9. The method for multidimensional energy efficiency analysis of small indicators based on online detection of coal quality entering the furnace, as described in claim 8, is characterized in that... The table for determining key adjustable parameters based on SHAP contribution values includes: Extract the SHAP contribution values for all samples; Statistical analysis was performed on the SHAP contribution values of all samples, the mean absolute value of the SHAP value of each adjustable parameter was calculated, and the mean absolute values of the adjustable parameters were sorted in descending order to obtain the adjustable parameter ranking table corresponding to each multidimensional energy efficiency index.
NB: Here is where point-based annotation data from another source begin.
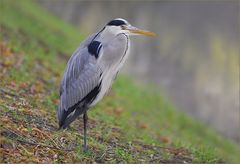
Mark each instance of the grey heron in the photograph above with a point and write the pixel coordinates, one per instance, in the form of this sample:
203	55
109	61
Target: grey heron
92	69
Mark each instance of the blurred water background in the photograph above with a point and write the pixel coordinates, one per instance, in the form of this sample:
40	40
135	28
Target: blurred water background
194	60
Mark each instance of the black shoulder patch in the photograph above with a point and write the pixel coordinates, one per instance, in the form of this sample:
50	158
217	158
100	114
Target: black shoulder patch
116	22
94	48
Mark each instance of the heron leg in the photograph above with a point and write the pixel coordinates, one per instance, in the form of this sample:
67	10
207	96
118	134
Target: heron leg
85	119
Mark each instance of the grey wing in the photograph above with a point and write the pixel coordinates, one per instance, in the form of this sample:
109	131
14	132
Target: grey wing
81	76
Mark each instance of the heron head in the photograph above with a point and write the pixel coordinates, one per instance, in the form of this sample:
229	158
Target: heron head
119	25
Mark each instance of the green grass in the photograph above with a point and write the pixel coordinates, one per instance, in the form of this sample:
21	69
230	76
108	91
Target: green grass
130	124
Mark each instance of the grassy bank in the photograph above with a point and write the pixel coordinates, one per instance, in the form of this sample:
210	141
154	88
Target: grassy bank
130	124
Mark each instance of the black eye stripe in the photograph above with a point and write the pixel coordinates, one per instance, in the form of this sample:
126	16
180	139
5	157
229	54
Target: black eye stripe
94	48
116	23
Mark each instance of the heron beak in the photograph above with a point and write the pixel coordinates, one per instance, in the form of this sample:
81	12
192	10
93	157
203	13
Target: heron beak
137	31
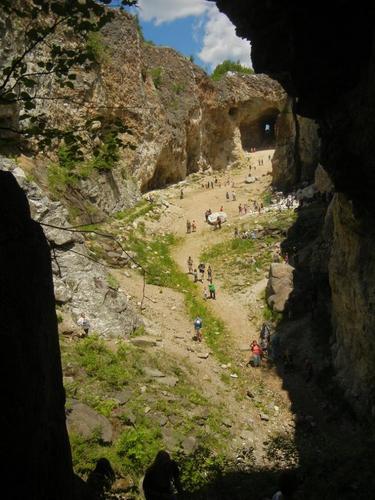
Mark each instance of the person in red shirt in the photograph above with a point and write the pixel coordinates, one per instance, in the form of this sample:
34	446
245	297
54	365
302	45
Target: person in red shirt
256	352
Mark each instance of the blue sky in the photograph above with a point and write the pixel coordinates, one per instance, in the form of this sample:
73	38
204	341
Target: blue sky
193	27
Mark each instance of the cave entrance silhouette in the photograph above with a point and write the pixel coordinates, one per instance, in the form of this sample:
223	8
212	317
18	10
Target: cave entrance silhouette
259	133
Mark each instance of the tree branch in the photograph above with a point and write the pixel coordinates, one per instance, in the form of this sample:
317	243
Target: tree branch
28	50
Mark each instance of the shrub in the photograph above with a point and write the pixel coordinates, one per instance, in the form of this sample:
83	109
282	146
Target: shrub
200	468
227	65
138	447
156	75
96	47
178	88
112	281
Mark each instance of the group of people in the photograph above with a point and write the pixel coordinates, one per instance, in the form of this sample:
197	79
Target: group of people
208	292
191	227
210	184
232	195
244	208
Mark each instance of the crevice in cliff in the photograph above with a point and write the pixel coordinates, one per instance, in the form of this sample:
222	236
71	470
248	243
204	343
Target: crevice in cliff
297	156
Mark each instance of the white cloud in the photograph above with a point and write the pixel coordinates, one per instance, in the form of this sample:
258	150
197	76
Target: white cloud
160	11
220	41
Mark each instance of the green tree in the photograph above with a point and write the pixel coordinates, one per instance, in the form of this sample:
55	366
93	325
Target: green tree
39	28
228	65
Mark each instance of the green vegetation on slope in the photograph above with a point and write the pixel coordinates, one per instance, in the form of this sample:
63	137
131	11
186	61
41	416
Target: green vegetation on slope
161	269
71	166
100	370
228	65
244	262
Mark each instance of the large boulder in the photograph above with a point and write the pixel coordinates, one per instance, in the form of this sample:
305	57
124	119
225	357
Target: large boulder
86	421
279	286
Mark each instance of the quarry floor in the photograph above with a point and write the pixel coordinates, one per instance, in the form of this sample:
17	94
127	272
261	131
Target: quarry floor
250	420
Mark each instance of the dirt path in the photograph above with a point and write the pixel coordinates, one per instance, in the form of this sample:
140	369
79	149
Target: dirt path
166	317
231	309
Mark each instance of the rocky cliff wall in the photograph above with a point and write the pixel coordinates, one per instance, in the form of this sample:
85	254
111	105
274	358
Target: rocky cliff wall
297	149
35	440
180	120
297	46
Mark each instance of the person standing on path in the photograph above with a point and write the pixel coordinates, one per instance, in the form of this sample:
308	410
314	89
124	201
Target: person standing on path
190	265
209	274
201	269
198	323
195	274
212	290
256	352
85	324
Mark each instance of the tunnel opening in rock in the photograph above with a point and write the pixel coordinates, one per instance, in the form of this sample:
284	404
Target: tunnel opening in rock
260	133
163	176
233	112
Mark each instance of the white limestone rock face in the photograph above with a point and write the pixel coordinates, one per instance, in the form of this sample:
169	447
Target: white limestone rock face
80	284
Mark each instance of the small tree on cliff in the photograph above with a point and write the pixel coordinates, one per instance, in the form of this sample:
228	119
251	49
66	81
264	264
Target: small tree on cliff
45	42
228	65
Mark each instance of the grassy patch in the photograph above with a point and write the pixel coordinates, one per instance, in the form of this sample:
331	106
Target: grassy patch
130	215
161	269
240	263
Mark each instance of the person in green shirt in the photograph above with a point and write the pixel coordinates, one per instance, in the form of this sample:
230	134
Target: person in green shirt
212	290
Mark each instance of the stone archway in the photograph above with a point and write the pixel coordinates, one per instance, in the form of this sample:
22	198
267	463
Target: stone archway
259	133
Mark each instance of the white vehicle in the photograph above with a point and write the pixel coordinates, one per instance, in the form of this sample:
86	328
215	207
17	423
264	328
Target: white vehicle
212	219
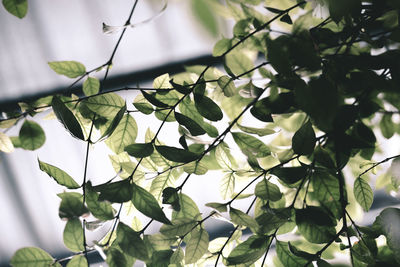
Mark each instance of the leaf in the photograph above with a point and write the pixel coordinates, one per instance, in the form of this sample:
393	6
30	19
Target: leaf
91	86
267	191
130	242
363	193
207	108
147	204
124	134
105	105
73	235
227	86
241	218
140	150
78	261
179	227
249	251
71	69
31	135
197	246
100	209
193	127
18	8
239	63
251	145
31	256
303	141
5	143
71	205
287	258
67	118
290	175
118	192
177	154
59	175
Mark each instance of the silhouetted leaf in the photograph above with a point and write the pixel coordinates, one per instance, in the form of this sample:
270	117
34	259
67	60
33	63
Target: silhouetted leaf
31	135
71	69
67	118
59	175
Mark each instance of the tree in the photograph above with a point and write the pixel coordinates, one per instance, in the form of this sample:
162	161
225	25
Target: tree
328	86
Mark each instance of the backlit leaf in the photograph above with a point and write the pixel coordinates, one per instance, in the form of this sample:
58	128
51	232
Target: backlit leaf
71	69
59	175
31	135
363	193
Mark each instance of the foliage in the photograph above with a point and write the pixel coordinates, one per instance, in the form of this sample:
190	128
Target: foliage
302	98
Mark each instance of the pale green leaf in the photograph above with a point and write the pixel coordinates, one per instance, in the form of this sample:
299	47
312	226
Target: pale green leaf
59	175
71	69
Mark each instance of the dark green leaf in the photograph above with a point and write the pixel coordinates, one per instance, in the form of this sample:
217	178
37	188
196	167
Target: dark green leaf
290	175
193	127
18	8
251	145
363	193
59	175
73	235
140	150
67	118
118	192
176	154
147	204
31	135
71	205
31	256
130	242
197	245
267	191
71	69
303	141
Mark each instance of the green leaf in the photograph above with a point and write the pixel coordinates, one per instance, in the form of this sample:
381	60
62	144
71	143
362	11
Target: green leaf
130	242
78	261
147	204
193	127
177	154
290	175
221	47
67	118
363	193
115	258
179	227
71	69
249	251
251	145
207	108
91	86
73	235
100	209
303	141
18	8
239	63
267	191
5	143
31	135
241	218
105	105
227	86
59	175
118	192
71	205
287	258
197	246
31	256
140	150
124	134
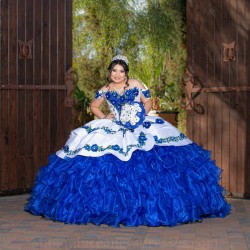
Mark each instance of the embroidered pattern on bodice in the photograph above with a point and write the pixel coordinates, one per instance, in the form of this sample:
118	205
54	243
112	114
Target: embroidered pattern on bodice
117	101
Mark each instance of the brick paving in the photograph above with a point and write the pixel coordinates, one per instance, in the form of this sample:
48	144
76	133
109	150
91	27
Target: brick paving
21	230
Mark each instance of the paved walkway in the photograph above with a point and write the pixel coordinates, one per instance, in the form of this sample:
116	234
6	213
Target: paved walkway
21	230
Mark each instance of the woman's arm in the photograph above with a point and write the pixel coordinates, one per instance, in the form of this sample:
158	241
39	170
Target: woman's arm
147	102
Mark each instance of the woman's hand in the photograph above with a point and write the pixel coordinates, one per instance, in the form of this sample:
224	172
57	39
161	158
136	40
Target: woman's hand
109	116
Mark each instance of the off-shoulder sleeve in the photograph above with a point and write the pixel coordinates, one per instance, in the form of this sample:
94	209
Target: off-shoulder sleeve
146	93
99	94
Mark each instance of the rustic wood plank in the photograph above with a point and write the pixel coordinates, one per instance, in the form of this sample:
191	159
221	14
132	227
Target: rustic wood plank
5	160
37	102
61	73
29	147
218	60
233	118
241	42
226	101
21	103
210	75
247	165
190	15
13	52
68	56
46	80
54	41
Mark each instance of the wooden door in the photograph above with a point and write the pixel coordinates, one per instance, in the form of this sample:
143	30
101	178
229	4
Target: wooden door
218	117
36	51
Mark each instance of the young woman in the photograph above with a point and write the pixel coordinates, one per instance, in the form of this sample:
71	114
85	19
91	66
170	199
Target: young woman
127	167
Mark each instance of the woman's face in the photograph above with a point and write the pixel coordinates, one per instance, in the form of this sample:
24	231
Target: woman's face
118	74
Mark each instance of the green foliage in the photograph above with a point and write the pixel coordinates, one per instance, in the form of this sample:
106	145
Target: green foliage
149	32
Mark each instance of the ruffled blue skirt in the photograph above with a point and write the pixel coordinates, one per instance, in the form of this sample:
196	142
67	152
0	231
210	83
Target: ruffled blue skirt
164	186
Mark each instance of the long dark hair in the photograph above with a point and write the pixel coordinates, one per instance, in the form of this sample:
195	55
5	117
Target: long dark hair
112	65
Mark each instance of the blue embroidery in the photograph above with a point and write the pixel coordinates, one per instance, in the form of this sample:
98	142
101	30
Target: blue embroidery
95	148
146	93
170	139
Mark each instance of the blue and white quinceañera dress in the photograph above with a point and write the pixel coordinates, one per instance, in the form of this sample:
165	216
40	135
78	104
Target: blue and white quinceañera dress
132	170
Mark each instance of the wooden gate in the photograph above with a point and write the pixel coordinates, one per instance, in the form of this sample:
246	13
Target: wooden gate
36	51
218	62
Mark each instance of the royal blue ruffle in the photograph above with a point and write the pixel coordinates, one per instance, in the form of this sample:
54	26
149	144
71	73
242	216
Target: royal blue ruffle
163	186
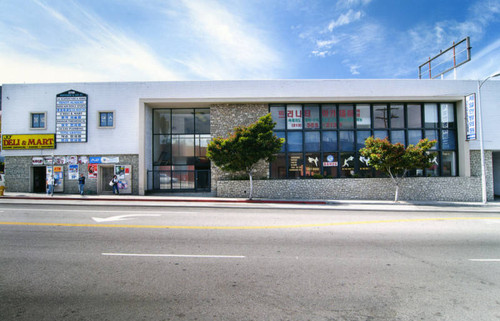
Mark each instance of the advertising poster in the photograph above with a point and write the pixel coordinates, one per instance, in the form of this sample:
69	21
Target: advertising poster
92	168
73	172
294	117
37	161
470	117
59	160
71	117
41	141
58	173
123	173
120	171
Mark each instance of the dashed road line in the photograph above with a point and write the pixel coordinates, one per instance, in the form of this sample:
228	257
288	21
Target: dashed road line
251	227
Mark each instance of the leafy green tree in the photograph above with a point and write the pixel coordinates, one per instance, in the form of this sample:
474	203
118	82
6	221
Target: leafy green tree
245	147
395	160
Select the top M adjustable parameters from the adjustable parameter sorting table as the key adjustable parameters corresponding to the current multidimensional energy efficiency index, and form a key adjustable parameter table; where M>0.
10. The method for multidimensional energy efficiency analysis of small indicators based on online detection of coal quality entering the furnace according to claim 7, characterized in that, The process of determining the adjustment and optimization parameter values based on the adjustment and optimization parameters and their corresponding SHAP dependency graph includes: Extract and adjust the optimization parameters and their corresponding SHAP dependency graphs; The overall benefit is obtained by weighted summation of the ordinate values corresponding to each adjusted and optimized parameter value in several SHAP dependency graphs. The adjustment and optimization parameter value corresponding to the maximum comprehensive return is selected as the final adjustment and optimization parameter value.